Klement hatte ihr, wie immer, mit nachsichtiger Miene zugehört, einen Moment der Einkehr abgewartet und ihre Bedenken dann mit Zitaten vom Tisch gewischt. Sein überdurchschnittliches Merkvermögen half ihm dabei: „Ich halte es mit Tichy“, begann er, als wenn er den Schierlingsbecher in der Hand hielte.
„Der hat kürzlich in einem Interview seine Himalaja-Abenteuer als ‚Glück in sehr jungen Jahren‘ bezeichnet und seine Motive beschrieben mit ‚Suche nach Schönheit, fremden Menschen, nach Ausblicken‘. Seine Erstbesteigung des Cho Oyu hatte er im Rückblick nicht als ‚extreme Leistung‘ in Erinnerung, sondern als ‚Harmonie und Schönheit‘.“
Leute wie Hillary und Tichy hatten ihren Besteigungen von Mount Everest und Cho Oyu Bücher folgen lassen.
„Tichys Bücher sind für mich wie Bibel, Talmud und Koran für andere.“
Hannelore kannte „Cho Oyu“ von Tichy. Klement hatte es ihr geschenkt. Herbert Tichy hatte seinem Buch aus Respekt den Untertitel „Gnade der Götter“ gegeben. Beeindruckt hatte sie als gläubige Katholikin, dass der Österreicher am 19. Oktober 1954 um 15 Uhr, als er mit seinem Bergkameraden Sepp Jöchler und dem Sherpa Pasang Dawa Lama den höchsten Ort des „Throns der Göttin in Türkis“ erreicht hatte, als Dank für die „Gnade der Götter“ einer Tradition folgend Schokolade im Gipfelschnee vergrub. Tichy hatte sich danach neben dem beflaggten Eispickel niedergekniet und später geschrieben: „Das Erreichen des Gipfels ist großartig, aber die Nähe des Himmels überwältigend …“
Hannelore wusste natürlich über den Hype Bescheid, dem Generationen von Gipfelstürmern folgten. Ein Himalaja-Tourismus war entstanden. Der Vermüllung des „Dachs der Welt“ durch die vielen Touristen stand die wirtschaftliche Genesung Nepals entgegen. Auch Indien, Pakistan und China profitierten von der Kommerzialisierung des Bergsteigens.
„Ich werde in Nepal nicht allein sein, aber den Berg allein in Angriff nehmen“, argumentierte Klement.
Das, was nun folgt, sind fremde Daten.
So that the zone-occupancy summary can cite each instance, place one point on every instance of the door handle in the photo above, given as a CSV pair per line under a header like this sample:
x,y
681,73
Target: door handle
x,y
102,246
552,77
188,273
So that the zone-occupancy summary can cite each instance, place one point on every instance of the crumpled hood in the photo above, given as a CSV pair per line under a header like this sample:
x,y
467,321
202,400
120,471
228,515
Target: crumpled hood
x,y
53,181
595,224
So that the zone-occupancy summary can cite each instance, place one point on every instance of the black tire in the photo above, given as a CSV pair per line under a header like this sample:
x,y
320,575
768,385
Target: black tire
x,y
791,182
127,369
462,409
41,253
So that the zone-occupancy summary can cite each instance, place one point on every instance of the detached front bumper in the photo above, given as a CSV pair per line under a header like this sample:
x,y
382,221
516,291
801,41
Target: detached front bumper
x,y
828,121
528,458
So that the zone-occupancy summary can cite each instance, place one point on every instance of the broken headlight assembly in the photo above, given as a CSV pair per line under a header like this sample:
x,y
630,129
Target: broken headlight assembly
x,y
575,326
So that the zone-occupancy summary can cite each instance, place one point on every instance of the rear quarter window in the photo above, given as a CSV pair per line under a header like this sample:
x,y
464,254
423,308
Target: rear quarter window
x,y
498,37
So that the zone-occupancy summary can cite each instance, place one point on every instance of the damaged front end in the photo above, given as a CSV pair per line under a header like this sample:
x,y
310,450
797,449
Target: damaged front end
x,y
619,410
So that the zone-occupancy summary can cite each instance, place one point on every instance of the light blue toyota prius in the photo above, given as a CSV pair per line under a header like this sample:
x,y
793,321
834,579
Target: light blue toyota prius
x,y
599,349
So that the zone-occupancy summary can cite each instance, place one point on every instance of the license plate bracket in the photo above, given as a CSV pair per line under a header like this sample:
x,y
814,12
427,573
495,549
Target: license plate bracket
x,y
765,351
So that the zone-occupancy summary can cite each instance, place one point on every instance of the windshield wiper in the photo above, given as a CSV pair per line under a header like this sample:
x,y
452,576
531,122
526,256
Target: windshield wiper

„Sollte mir das Wetter einen Streich spielen, so kann ich es das Jahr darauf oder in einem anderen Jahr noch mal probieren. Sicherheit hat für mich absoluten Vorrang. Mach dir keine Sorgen um mich! Sollte ich aber – der unwahrscheinlichste Fall – von einem Eisblock getroffen werden oder mich eine Lawine verschlingen, werde ich es als Schicksalsschlag hinnehmen wie andere vor mir. Dann bitte ich euch, es mir gleich zu tun. Trauert nicht um mich. Ihr wisst mich am Berg, dort, wo meine Sehnsucht mich hintrieb. Der Himalaja ist für mich Erfüllung wie für andere die Haddsch nach Mekka oder das Pilgern nach Santiago de Compostela.“
Hannelore war beruhigt. Nach Todessehnsucht hörte sich das nicht an, was Klement sagte. Über sein Kindstrauma, den Autounfall vor elf Jahren, hatten sie lange nicht mehr gesprochen.
Dennoch war sie von seinem Vorhaben nicht vollends überzeugt. Ihr wäre lieber, er würde sich einer organisierten Expedition mit Führer und Unterstützung von erfahrenen Sherpas anschließen.
„Ich würde dir die Expeditionsauslagen erstatten“, hatte sie angeboten.
Genau das wollte Klement nicht.
Seine Adoptivmutter – er durfte sie seit der Volljährigkeit Hannelore nennen – wollte letztlich dem Plan nicht im Wege stehen. So wünschte sie ihm jetzt schon Glück und versprach, ein Auge auf den Laden zu haben und als „Kommunikationsdrehscheibe“ für seine Kommilitonen und Freyja, seine derzeitige Flamme aus Island, zur Verfügung zu stehen.